VMware And salesforce.com Join Forces To Push PaaS To Mainstream Adoption With vmforce

salesforce.com and VMware announced today the development of a joint product and service offering named vmforce. Forrester had a chance to talk to executives at both companies prior to the announcement, and I am quite impressed by the bold move of the two players. Most developers in corporate environments and ISVs perceive the two stacks as two totally different alternatives when selecting a software platform. While the VMware stack, with its Tomcat-based Spring framework, reached mainstream popularity among Java developers with its more lightweight standard Java approach, salesforce.com’s Force.com stack was mostly attractive to developers who liked to extend CRM packaged apps with individual business logic or to ISVs that created new applications from scratch. In some cases, the Java standard and the more proprietary APEX language at Force.com even appeared as competitive options.

Today’s announcement will change the market perception of these two platforms significantly. The two companies promised today that they will develop a new joint product and service offering called vmforce. This is basically VMware’s vSphere and vCloud technology hosted on top of Force.com’s physical infrastructure. It is complemented by a Spring/Tomcat container for Java-based business logic. Beyond this hosting concept, the intention is to develop Java APIs to all of Force.com’s high-level shared multitenant infrastructure. This includes the Force.com database, business intelligence (BI), the recently announced BPM product, Visual Process Manager, and the collaboration functionality around Chatter. The two companies told Forrester that they will offer a developer preview later in 2010 under restricted availability. Neither general availability nor pricing have been disclosed as of today. However, Forrester believes that the pricing will be similar to the current Force.com pricing and the first set of functionality might be generally available by the beginning of 2011, based on salesforce.com’s usual six-month release practice.

What does this mean for the platform-as-a-service (PaaS) market? As Forrester is currently conducting the research for a Forrester Wave™ evaluation of PaaS providers, we are looking very carefully at the set of functionality that corporate application developers and ISVs developing packaged business apps for the cloud expect. Both vendors have had their weaknesses and gaps until now. While the Force.com environment had high-level business-related functionality like BI and BPM, it was missing a standard java runtime container. Thus, the Force.com approach was simply too disruptive for the migration of existing traditional Java-based applications into the cloud. On the other side, the Spring framework provided the stable Java container with some basic and very popular framework services, all presented through the popular Eclipse IDE. But, VMware’s Spring was missing basically all the high-level components of a business process platform. The combination of the two comes much closer to the ideal set of PaaS building blocks described in Forrester’s PaaS reference architecture

We believe that this is an attack on Microsoft’s Azure, but the adoption will be different: In both cases, the combined vmforce and the Azure offering, developers will continue to work in their favorite IDE. Microsoft’s Visual Studio offers seamless access to all .NET infrastructure assets, including, for example, the Windows workflow foundation.
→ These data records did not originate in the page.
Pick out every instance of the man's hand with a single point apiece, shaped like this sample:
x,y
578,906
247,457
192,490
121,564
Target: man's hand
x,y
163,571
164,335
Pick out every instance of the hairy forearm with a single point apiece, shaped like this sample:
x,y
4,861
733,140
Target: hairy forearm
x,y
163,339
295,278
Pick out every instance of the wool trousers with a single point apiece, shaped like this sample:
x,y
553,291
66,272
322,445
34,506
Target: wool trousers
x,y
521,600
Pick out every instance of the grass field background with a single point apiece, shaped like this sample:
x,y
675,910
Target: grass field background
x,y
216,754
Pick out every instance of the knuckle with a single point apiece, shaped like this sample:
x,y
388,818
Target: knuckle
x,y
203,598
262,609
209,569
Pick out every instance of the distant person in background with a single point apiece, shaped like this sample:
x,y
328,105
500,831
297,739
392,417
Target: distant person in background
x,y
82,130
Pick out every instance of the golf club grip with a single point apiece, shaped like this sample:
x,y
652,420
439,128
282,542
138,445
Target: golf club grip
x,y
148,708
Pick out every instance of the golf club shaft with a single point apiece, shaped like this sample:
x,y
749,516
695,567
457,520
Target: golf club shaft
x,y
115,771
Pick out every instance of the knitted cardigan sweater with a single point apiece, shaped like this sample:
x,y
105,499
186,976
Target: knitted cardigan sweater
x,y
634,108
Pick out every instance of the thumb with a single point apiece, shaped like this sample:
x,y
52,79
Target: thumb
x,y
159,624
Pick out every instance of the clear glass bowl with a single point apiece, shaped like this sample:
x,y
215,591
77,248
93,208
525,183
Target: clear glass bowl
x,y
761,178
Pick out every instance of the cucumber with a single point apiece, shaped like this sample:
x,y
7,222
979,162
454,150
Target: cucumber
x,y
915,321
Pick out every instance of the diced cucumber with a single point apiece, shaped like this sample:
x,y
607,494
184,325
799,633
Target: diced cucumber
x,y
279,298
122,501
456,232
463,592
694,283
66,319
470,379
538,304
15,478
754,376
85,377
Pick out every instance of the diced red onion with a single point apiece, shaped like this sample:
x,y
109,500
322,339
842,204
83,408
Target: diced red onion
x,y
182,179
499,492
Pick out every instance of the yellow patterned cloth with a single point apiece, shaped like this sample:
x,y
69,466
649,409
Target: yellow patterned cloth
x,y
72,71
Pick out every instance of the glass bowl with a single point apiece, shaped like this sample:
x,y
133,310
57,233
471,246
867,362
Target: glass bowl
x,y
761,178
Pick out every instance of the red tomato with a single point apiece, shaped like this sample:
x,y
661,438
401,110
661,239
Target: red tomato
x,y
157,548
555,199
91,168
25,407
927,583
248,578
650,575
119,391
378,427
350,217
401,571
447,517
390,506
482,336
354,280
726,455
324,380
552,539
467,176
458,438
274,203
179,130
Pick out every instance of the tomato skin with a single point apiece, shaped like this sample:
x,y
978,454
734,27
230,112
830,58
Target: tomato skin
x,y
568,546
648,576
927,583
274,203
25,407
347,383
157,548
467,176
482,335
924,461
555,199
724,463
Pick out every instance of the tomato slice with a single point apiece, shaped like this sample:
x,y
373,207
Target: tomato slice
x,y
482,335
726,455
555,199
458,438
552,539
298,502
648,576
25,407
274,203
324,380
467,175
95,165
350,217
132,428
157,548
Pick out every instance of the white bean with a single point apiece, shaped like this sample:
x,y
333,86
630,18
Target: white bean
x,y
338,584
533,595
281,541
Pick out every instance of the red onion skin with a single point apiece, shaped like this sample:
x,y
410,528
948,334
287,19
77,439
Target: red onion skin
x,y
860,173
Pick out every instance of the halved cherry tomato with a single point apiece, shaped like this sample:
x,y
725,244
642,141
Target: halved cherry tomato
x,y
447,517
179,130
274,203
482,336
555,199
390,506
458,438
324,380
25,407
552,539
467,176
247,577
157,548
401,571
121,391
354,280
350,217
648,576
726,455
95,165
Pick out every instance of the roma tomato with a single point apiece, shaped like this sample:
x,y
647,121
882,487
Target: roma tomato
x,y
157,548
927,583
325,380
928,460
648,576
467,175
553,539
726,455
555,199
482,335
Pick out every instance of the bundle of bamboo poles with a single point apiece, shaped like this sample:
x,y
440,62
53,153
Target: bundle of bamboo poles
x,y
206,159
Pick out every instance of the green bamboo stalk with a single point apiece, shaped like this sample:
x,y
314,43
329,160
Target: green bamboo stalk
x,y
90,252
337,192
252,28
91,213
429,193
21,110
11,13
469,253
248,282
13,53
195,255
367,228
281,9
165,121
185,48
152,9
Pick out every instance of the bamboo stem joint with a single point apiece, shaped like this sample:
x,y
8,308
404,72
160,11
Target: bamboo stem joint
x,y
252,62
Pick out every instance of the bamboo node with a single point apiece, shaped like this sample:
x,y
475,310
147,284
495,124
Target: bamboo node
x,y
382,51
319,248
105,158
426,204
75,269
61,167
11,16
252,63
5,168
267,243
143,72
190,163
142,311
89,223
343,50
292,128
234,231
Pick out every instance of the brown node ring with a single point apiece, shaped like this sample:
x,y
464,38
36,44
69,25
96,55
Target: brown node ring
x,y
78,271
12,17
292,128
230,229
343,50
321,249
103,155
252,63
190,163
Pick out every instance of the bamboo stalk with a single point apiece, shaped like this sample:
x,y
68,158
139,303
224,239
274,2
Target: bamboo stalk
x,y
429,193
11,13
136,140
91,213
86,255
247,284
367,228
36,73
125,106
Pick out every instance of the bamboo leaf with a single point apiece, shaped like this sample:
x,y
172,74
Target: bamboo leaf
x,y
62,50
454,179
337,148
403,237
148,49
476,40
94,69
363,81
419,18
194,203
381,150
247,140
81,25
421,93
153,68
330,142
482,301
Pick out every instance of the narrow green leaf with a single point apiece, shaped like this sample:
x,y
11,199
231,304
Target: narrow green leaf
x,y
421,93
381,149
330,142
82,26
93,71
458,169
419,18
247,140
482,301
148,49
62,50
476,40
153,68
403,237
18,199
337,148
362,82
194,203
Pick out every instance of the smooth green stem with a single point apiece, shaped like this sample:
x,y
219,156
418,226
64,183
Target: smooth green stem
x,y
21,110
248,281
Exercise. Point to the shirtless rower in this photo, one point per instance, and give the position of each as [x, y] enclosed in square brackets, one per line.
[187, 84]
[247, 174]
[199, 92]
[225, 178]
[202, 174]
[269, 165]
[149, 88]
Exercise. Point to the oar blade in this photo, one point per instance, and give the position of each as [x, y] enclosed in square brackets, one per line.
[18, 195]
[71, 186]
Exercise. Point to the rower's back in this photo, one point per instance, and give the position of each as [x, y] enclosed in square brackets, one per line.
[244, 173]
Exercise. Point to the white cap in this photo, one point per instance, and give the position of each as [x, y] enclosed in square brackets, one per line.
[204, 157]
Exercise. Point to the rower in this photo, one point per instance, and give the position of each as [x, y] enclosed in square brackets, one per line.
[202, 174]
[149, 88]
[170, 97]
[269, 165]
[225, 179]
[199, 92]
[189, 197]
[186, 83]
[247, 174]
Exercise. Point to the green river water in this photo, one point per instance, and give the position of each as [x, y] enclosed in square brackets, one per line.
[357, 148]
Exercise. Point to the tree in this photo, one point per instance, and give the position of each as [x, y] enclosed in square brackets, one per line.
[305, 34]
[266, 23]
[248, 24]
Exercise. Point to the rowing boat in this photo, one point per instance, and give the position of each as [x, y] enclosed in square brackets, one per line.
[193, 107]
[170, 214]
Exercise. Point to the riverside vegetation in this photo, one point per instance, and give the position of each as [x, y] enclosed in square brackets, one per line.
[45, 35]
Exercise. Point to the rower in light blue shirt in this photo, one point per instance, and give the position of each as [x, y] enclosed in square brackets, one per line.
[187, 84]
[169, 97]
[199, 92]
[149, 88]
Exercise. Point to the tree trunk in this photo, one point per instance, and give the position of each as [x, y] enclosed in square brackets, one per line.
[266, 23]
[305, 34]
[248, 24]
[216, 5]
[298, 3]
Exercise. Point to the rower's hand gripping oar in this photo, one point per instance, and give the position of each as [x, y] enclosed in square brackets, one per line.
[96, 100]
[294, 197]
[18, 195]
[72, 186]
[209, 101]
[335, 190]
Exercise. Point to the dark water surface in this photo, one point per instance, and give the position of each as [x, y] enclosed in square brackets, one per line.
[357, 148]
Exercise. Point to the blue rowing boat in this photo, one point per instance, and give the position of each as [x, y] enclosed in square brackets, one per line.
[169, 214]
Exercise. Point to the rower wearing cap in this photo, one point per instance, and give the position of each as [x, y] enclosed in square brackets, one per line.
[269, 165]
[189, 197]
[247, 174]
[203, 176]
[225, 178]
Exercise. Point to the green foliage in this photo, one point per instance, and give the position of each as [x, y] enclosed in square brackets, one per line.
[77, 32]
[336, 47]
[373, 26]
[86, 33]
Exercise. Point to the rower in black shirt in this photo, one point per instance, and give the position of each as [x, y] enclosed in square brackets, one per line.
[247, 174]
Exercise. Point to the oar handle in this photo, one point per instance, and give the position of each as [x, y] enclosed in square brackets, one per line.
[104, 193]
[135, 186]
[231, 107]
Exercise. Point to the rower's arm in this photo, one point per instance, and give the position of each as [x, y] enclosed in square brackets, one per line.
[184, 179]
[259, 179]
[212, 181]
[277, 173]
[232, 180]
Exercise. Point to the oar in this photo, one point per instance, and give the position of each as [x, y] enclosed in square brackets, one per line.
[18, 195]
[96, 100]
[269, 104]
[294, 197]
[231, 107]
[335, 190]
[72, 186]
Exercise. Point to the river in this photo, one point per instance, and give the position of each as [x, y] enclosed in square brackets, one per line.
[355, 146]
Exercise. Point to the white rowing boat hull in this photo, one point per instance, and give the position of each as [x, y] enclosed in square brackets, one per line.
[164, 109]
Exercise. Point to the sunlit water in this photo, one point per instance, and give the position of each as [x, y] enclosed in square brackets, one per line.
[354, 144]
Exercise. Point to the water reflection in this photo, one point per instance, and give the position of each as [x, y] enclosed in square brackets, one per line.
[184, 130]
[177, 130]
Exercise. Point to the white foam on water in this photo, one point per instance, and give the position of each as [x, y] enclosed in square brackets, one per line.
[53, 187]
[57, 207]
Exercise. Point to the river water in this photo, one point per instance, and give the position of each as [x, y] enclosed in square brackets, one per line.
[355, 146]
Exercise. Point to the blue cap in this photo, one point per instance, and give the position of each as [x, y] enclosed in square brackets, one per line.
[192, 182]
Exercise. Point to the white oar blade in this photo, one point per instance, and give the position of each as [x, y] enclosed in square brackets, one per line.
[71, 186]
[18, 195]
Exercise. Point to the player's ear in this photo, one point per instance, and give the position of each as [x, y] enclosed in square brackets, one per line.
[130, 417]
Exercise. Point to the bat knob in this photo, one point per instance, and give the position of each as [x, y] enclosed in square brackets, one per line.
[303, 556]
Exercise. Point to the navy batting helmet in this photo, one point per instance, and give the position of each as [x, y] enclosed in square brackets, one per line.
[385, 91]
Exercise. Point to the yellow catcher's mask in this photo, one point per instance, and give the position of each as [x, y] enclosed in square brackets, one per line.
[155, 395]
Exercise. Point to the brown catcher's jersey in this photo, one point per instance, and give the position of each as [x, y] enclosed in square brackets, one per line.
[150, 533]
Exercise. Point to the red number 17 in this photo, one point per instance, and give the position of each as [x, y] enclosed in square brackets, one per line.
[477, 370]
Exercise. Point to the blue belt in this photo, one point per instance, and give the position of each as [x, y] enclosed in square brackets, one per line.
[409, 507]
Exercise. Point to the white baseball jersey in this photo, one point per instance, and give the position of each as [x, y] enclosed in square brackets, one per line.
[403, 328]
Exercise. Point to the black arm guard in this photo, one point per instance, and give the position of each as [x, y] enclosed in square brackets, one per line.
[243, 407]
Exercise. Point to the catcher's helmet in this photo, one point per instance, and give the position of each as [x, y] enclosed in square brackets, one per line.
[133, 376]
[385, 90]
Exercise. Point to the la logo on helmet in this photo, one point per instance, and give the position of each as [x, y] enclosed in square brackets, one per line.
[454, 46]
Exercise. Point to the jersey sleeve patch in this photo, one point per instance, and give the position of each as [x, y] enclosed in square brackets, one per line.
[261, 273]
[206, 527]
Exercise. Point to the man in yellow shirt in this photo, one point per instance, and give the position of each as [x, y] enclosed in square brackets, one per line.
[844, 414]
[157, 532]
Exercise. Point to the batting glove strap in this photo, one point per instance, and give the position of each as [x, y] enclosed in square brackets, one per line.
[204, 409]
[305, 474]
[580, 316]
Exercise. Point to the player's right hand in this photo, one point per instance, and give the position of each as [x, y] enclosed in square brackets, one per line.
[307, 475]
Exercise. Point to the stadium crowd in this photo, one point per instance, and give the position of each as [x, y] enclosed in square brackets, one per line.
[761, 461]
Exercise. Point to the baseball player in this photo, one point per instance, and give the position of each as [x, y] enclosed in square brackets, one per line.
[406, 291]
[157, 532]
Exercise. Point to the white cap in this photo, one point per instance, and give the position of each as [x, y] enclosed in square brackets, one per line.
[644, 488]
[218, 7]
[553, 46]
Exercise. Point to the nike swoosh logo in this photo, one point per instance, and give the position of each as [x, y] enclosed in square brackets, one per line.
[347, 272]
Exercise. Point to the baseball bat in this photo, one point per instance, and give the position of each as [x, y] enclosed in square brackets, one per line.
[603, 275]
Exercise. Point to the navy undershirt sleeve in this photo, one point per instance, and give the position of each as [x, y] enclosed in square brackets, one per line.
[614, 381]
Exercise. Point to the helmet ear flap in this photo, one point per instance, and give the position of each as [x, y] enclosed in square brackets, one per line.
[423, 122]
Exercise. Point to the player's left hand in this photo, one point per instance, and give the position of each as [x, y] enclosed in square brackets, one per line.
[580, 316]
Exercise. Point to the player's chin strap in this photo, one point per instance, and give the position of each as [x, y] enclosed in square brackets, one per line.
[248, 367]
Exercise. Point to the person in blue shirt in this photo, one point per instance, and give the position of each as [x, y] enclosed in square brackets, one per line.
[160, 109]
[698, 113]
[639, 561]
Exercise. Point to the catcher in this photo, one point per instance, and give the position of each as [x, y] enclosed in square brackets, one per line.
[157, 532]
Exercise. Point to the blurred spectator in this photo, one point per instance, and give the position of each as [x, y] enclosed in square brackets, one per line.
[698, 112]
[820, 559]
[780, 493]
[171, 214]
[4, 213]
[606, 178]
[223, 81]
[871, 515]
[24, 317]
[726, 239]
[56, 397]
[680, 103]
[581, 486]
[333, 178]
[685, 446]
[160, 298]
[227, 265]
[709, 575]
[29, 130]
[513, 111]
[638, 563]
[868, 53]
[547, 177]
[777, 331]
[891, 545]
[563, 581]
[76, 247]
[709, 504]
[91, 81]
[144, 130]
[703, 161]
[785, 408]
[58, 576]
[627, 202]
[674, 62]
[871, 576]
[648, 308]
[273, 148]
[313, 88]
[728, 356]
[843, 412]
The deployment step simply shows two options: a traditional .NET infrastructure on-premise and the Azure services in the cloud. But, until now, Azure has offered only a subset of the full .NET functionality; it’s missing the workflow foundation, for example. The vmforce approach will offer in a similar way the well-known development of plain and Spring-based Java applications in Eclipse. The hosting on Force.com will simply appear as one deployment option in addition to local hosting. But, unlike the Microsoft approach, the deployment on Force.com will offer richer functionality through the availability of all the high-level platform components of the current Force.com infrastructure. Therefore, the adoption cycle will be totally different: .NET developers use Azure in most cases for brand-new development and restrict themselves simply to the functionality currently available at Azure. But, Java developers considering vmforce will be able to approach the cloud with a direct migration of their current Java code into this new PaaS offering. Once shifted over, they can gradually add the additionally available database, BPM, BI, and collaboration features via the promised native Java APIs. With this, the vmforce platform will be one of the very few PaaS environments to combine a straightforward migration of existing legacy (Java) code with new, disruptive cloud components.

Which market segments will this affect? Forrester predicted the development of the long-term PaaS market last year. In our opinion, both application developers doing custom development or extensions of corporate applications and ISVs of packaged cloud apps will benefit from the new offering. But the new adoption pattern will become a challenge for salesforce.com’s go-to-market strategy and ecosystem. Being successful and attractive for totally new application development is a different business from attracting large-scale migration projects, where I see a significant competitive advantage for the new, merged platform.